Segurança

Policiais de Rio Negrinho condenados por tortura continuam na ativa após Alexandre de Morais ordenar expulsão

Imagem ilustrativa

Mesmo após a decisão do ministro Alexandre de Moraes, do Supremo Tribunal Federal (STF), que determinou a perda do cargo de quatro policiais militares de Rio Negrinho, os agentes permanecem na ativa. A continuidade no serviço público ocorre porque a defesa dos PMs protocolou um novo recurso, buscando reverter a condenação por um caso de tortura ocorrido há 20 anos.

Defesa busca reverter decisão em Brasília

A advogada Mariana Lixa, que representa os policiais, explicou que a decisão proferida na última semana não é definitiva. Segundo ela, foi apresentado um agravo para que o tribunal analise novamente o caso. O objetivo da defesa é manter a reintegração dos agentes, que já haviam retornado à corporação após decisões favoráveis em instâncias anteriores, como o Tribunal de Justiça de Santa Catarina e o Superior Tribunal de Justiça.

O processo se arrasta na Justiça há anos. Os policiais foram condenados em 2017, mas o Ministério Público recorreu ao STF para garantir a perda dos cargos, argumento que foi inicialmente aceito por Moraes na última quarta-feira. Com o novo recurso da defesa, os agentes permanecem exercendo suas funções até que o Supremo dê um parecer final sobre a solicitação.

Relembre o caso ocorrido em 2004

O crime que motivou a condenação aconteceu em 24 de junho de 2004, no bairro Vila Nova, em Rio Negrinho. Na ocasião, dois jovens, um de 16 e outro de 18 anos, foram abordados por policiais sob suspeita de uma tentativa de furto. Mesmo negando o crime, as vítimas foram colocadas no porta-malas de uma viatura e levadas para um local isolado no entroncamento da Rua da Paz com a Rua Luiz Graff.

De acordo com a denúncia do Ministério Público, os jovens foram retirados do veículo pelos cabelos e agredidos com socos, chutes e golpes de cacetete. Os policiais também teriam usado lanternas para dificultar a visão dos rapazes e feito ameaças de morte com armas de fogo para obter uma confissão. Um dos agentes chegou a subir no peito de uma das vítimas e dar pulos, causando falta de ar.

Agressões e desdobramentos judiciais

Após as agressões, os jovens foram encaminhados à delegacia, onde exames de corpo de delito comprovaram as lesões físicas, como hematomas no rosto e nas costas.
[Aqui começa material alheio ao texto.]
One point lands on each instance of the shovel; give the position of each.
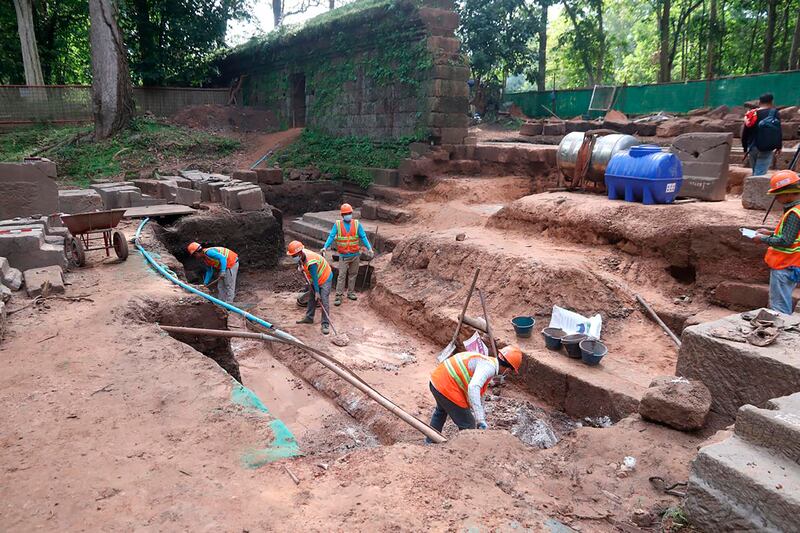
(451, 348)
A conduta foi caracterizada como tortura, visando causar intenso sofrimento físico e mental. Os policiais sempre negaram as acusações ao longo do processo, apresentando justificativas tanto na esfera militar quanto na civil.

A comunidade regional acompanha o desfecho de um dos processos mais longos envolvendo a conduta de agentes de segurança no Planalto Norte. A rádio Demais FM segue monitorando os trâmites jurídicos e as atualizações sobre o cumprimento da sentença definitiva que decidirá o futuro da carreira dos envolvidos.